Nick Pilarski

Spring, 2023

Nicholas Pilarski is an award-winning filmmaker that co-creates in film, music, animation, and interactive media. His work attempts to dismantle traditional production pipelines, venues, systems, and economies - focusing on the process of artmaking over products. The stories he co-creates all, in some way, attempt to address issues relating to poverty and class-based trauma that has been historicized. He makes art that is not “about” communities, but rather “of” them - helping build ecosystems where traditional lines between subject/author, teacher/student, and spectator/producer are intentionally contested and reimagined. By developing technology with the communities he partners with to tell stories, Pilarski materializes and helps envision alternatives to the larger media structures that often define our diverse landscapes.

Pilarski has been profiled as one of Filmmaker Magazine’s 25 New Faces of Cinema and his work has been identified as a leader in community-created practice by the MIT Co-Creation Studio and the Ford Foundation.

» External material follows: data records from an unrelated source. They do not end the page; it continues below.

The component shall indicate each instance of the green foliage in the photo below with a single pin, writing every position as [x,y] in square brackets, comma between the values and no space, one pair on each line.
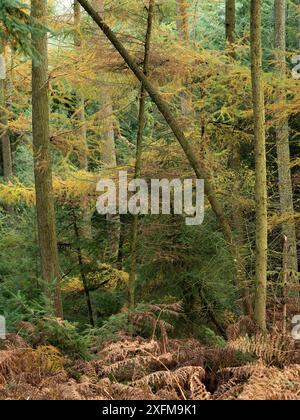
[210,338]
[17,26]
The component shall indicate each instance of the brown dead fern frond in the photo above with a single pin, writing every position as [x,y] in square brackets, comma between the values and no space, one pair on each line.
[270,383]
[180,377]
[273,349]
[198,389]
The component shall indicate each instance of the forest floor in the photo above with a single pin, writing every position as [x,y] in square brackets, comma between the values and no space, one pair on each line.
[258,368]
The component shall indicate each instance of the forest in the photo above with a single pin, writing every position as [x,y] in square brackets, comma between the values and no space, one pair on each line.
[105,295]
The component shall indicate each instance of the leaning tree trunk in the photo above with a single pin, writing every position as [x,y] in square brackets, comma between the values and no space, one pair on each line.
[261,166]
[165,110]
[5,140]
[283,157]
[42,160]
[108,151]
[138,161]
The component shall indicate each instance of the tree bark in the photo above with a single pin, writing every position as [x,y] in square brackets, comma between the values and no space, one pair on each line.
[4,135]
[230,21]
[235,163]
[138,161]
[85,229]
[82,272]
[171,121]
[283,157]
[261,166]
[183,21]
[42,160]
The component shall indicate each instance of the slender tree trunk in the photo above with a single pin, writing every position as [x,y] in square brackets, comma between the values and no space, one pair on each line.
[283,157]
[163,107]
[183,21]
[85,227]
[5,140]
[42,160]
[235,163]
[138,161]
[230,21]
[108,151]
[184,36]
[261,166]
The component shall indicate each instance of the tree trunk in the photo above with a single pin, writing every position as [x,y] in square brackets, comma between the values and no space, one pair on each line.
[108,151]
[85,229]
[138,162]
[183,21]
[235,163]
[42,160]
[283,157]
[5,140]
[230,21]
[163,107]
[82,272]
[261,166]
[184,36]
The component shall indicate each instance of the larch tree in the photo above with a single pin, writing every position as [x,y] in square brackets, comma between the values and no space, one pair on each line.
[42,160]
[107,146]
[235,164]
[138,159]
[261,194]
[85,229]
[184,37]
[283,155]
[200,170]
[4,135]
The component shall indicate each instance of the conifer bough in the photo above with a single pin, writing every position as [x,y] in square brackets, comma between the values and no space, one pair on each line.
[167,114]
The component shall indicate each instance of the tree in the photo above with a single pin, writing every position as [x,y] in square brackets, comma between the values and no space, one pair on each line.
[4,135]
[138,159]
[107,147]
[260,166]
[42,160]
[200,171]
[230,21]
[183,21]
[283,152]
[235,163]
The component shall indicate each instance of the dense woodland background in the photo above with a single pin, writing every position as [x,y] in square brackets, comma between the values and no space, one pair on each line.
[145,306]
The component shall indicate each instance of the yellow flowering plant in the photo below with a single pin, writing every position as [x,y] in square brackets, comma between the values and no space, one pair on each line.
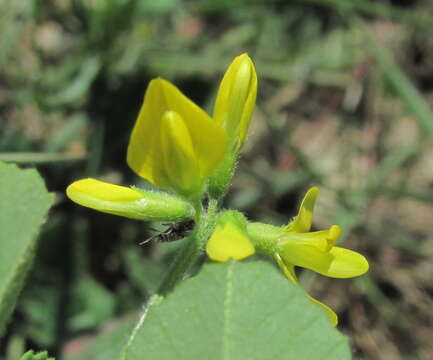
[191,157]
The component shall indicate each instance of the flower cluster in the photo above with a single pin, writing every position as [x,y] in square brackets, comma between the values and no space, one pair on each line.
[179,148]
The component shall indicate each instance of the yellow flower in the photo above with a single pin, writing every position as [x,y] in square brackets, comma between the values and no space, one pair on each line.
[316,250]
[174,144]
[230,239]
[128,202]
[236,100]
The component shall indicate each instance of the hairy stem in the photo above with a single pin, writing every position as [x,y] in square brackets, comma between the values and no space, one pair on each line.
[204,223]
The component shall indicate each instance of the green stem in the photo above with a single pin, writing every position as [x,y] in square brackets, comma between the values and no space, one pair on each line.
[193,247]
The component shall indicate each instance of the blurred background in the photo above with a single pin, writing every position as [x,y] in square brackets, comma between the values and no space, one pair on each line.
[345,89]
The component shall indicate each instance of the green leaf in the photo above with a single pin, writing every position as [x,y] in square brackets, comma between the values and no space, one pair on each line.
[31,355]
[23,206]
[236,311]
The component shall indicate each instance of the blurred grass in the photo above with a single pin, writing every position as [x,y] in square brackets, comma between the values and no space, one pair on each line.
[345,94]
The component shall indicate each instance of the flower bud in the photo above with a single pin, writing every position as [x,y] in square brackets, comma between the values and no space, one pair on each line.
[128,202]
[175,144]
[236,100]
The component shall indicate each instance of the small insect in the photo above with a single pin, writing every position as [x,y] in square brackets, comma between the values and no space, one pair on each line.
[174,232]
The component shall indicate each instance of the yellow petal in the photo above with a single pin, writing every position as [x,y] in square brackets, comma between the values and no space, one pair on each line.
[229,239]
[289,271]
[346,263]
[304,219]
[145,155]
[100,190]
[236,98]
[307,256]
[337,263]
[128,202]
[324,240]
[181,165]
[329,312]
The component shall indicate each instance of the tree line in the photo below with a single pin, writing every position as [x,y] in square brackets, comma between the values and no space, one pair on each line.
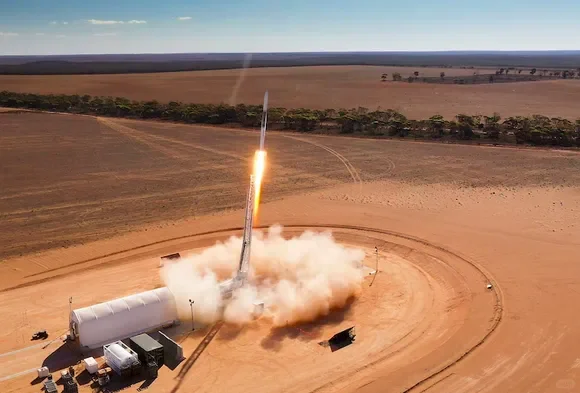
[534,130]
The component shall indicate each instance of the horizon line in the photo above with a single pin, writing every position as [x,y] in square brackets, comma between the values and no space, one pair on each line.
[448,51]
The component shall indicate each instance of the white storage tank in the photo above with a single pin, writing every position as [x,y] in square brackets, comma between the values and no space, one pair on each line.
[118,319]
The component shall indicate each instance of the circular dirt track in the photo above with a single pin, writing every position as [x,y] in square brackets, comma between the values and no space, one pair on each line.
[425,310]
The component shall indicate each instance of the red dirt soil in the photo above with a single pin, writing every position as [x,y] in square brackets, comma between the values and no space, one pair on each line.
[448,220]
[321,88]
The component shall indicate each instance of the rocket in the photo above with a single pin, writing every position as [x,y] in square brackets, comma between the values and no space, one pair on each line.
[239,280]
[264,121]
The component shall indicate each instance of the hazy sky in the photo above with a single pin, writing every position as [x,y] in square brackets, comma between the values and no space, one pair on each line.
[152,26]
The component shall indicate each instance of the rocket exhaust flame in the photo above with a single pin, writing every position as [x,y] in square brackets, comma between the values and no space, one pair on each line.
[259,167]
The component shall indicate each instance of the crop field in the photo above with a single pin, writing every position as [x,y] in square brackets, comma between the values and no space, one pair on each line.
[88,205]
[323,87]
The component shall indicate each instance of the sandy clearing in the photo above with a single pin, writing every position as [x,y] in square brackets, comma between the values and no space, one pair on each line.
[513,213]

The collective he co-founded and co-directs, Peoples Culture, has been nominated for the Tim Herightenton Trust’s Visionary Award three years in a row for their peacemaking and community visioning work in localities of geographic conflict. 

Pilarski is currently an active advisor for NYC’s Mayor’s Office of Technology and Neighborhood Innovation and the Center for Court Innovation. In this role, he focuses on advocating for community storytelling as a way to explore policy and development solutions that lead to upward mobility and increased stakeholdership. 

His work has appeared in The New York Times, MoMA, Eye Institute Netherlands, the U.S. Department of Interior and Education, Full Frame Documentary Festival, Aspen Shortfest, Palm Springs International Short Film Festival, Gene Siskel Film Center, MIDBO Documental de Bogotá, Athens International Film Festival, Human Rights Film Festival NYC/Paris/Barcelona, Festival International du Film PanAfricain de Cannes, Ann Arbor Film Festival, DOXA, and is archived at the Smithsonian: National Museum of African American History and Culture and Duke University.

He holds degrees from the University of Michigan and Duke University.